- Born: 1897 Rio de Janeiro, Brazil
- Known for: Sculpture
- Spouse(s): Alexandre Wolkowyski - unknown wedding date, ending in divorce in 1926

= Adriana Janacópulos =

Brazilian sculptor

Adriana Janacópulos (1897 - c. 1978) was a 20th-century Brazilian sculptor.

==Biography==

Adriana Janacopulos was born in Petrópolis Rio de Janeiro in 1897. Of Greek descent, she was the niece of the politician Pandiá Calógeras. After the death of her mother, Adriana moved to Paris with her sister Vera, who would become a lyric singer.

In Paris, Janacopulos studied sculpture with Léo Laporte-Blairsy, Raoul Larche and Antoine Bourdelle and befriended Amedeo Modigliani, Jacques Lipchitz and artists from the Russian colony.

She married the Russian sculptor, Alexandre Wolkowyski, with whom she had two daughters.

When World War I broke out, the Janacopulos sisters moved to Belgium and then to Geneva, Switzerland. After the end of the war, she returned to Paris, exhibiting her works in several artistic salons, such as the Salon d'Automne, and the Tuileries. She lived with the Brazilian artists of modernism, such as Anita Malfatti, Victor Brecheret and Di Cavalcanti, participating in the Latin American Art Exhibition of 1924 (Exposição de Arte Latino-Americana de 1924).

Janacópulos divorced Wolkowyski in 1926. She continued to exhibit in Paris until she returned to Brazil in 1932. With the support of her uncle and the Association of Brazilian Artists, Janacopulos exhibited her first and only solo exhibition in Brazil at the Palace Hotel in Rio. The exhibition was attended by artists and politicians.

She went on to receive commissions from individuals and government agencies. She sculpted the tomb of the poet Felipe d'Oliveira in 1933 and in 1935 made three monuments in honor of the dead of the Constitutionalist Revolution of 1932 for the faculties of law, medicine and engineering of the University of São Paulo.

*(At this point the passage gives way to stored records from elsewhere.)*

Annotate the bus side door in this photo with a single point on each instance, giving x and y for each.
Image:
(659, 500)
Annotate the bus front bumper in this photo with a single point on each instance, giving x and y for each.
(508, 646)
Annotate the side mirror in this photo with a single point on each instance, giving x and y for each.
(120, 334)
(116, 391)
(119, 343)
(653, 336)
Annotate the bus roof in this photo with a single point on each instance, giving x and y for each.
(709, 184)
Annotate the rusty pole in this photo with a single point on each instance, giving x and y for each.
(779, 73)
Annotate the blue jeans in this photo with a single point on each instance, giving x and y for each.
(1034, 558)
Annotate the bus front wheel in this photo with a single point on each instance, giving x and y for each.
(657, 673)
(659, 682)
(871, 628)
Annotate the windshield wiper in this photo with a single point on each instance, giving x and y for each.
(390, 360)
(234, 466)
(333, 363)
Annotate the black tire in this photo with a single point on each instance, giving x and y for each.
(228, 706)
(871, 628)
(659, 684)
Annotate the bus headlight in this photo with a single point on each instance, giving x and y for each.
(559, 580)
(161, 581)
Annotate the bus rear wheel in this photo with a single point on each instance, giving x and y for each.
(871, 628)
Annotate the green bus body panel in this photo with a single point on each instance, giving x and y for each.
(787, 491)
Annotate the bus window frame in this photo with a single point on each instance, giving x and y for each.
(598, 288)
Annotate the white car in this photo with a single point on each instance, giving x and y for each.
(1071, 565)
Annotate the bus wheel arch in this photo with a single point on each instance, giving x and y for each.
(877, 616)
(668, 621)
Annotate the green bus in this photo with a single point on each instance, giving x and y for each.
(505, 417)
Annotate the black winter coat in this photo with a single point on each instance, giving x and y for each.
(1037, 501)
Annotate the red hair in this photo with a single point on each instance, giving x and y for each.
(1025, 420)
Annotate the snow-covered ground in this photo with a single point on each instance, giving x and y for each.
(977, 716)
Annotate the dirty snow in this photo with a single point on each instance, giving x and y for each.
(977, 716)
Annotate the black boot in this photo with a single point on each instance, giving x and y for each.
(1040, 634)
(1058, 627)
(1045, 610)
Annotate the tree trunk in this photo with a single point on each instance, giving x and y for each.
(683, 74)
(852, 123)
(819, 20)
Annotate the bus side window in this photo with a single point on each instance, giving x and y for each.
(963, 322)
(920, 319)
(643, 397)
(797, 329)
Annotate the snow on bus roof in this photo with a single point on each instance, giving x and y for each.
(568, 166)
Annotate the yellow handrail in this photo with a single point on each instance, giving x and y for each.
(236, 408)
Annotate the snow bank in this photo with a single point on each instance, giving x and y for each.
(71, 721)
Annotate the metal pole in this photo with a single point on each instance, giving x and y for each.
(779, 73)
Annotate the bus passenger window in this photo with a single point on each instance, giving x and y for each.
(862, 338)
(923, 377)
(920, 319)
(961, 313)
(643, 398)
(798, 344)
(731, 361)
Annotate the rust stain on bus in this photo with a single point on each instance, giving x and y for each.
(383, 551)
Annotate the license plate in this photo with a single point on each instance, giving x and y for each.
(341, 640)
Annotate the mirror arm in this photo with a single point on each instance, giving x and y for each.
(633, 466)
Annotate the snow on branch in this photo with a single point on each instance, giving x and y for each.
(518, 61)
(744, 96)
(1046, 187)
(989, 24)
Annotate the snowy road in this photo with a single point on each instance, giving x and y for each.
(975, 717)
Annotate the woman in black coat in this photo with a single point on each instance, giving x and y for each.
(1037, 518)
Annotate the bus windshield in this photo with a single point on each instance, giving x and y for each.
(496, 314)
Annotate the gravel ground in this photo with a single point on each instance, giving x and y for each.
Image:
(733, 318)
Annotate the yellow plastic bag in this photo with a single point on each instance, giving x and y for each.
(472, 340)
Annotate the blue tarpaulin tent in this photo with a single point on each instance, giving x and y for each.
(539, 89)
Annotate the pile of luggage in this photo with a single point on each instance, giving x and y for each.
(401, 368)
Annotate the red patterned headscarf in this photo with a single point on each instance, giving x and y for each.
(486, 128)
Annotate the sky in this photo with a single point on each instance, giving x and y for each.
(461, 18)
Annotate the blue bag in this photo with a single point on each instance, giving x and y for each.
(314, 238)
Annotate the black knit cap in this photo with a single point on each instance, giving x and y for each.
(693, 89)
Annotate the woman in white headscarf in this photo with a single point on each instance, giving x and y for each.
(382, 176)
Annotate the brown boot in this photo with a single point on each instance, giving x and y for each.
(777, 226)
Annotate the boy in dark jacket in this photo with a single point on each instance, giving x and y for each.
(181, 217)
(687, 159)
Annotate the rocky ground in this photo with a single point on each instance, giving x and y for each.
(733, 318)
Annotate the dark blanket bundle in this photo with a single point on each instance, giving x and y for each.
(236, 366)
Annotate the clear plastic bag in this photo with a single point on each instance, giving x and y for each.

In 1938 Janacópulos received a commission from the Ministry of Education and Health, to sculpt a work for the Gustavo Capanema Palace. She participated in the first São Paulo Art Biennial, in 1951.

After the death of Vera in 1955, Adriana honored her sister with a bust, inaugurated in 1958 in Paris Square, in Rio de Janeiro.